The mercury in Saarbrücken-Burbach and in Kreuzbach climbed to 38.9 degrees, topping the record of 2003 by 0.40 degrees, the German weather service (DWD) said.
“Most people are wondering whether the hot weather will continue,” said a meteorologist from the DWD. And while it will remain warm, she said “Sunday was the tip of the iceberg, so to speak.”
A 49-year-old man died sunbathing near Cologne, North Rhine-Westphalia. He was only discovered when others noticed he had not moved for a long time.
And the heat made others at a lake nearby short tempered when a mass brawl broke out leaving four people injured, three seriously. Police were called to the Freilinger lake to break up the mostly male group, who had begun by throwing verbal abuse at each other and ended up hurling beer cans, the Kölner Stadt Anzeiger newspaper reported on Sunday.

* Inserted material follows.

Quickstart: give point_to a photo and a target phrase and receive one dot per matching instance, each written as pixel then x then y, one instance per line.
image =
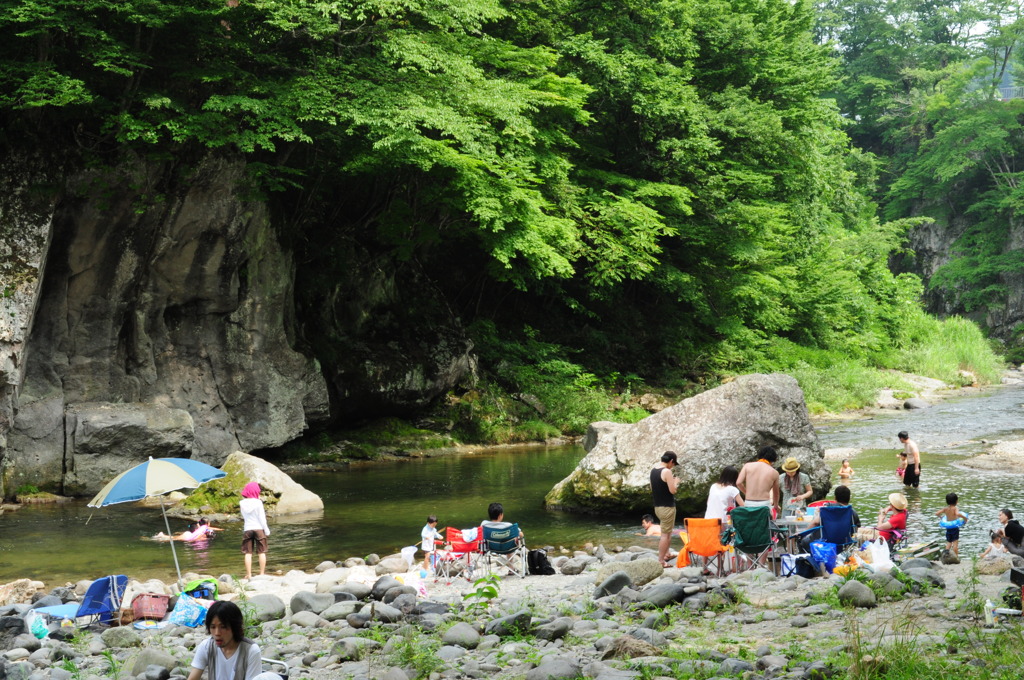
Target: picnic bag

A mixture of high and low pressure over the coming days will provide “the best conditions for a lively mix: high temperatures and damp air are good for powerful storms,” the DWD meteorologist said.
Parts of central Germany could start to see clouds gathering as early as Monday, with a chance of thunder and lightning over the Harz mountains. In the south, people will continue to bake, with temperatures sticking between 33 and 37 degrees Celsius.
By nighttime, the chance of thunder storms may well have spread to the south western, as well as central states said the DWD, but temperatures will remain as high as 22 degrees overnight in some areas.
Tuesday should be sunny in most places also, but with patches of cloud here and there. The humidity levels are set to rocket, meaning that although temperatures probably are not expected to exceed 29 degrees, it may well feel a lot hotter. It will be coolest in northern Germany, where there should be the lowest chance of storms.
Rain will begin to fall on Tuesday night, pushing temperatures down to lows of between 21 and 14.
Low pressure should settle over the previously very hot and dry southern states, bringing the threat of violent thunderstorms, said the DWD. Elsewhere across the country, the weather is set to be changeable with the odd shower and patchy sunshine.
Thursday should, for the south at least, be another hot one as temperatures are forecast to climb back up over 30 degrees Celsius. This does mean, according to the DWD, a high chance of rain, though.
Whether the coming weekend will be as hot as the last is yet to be forecast.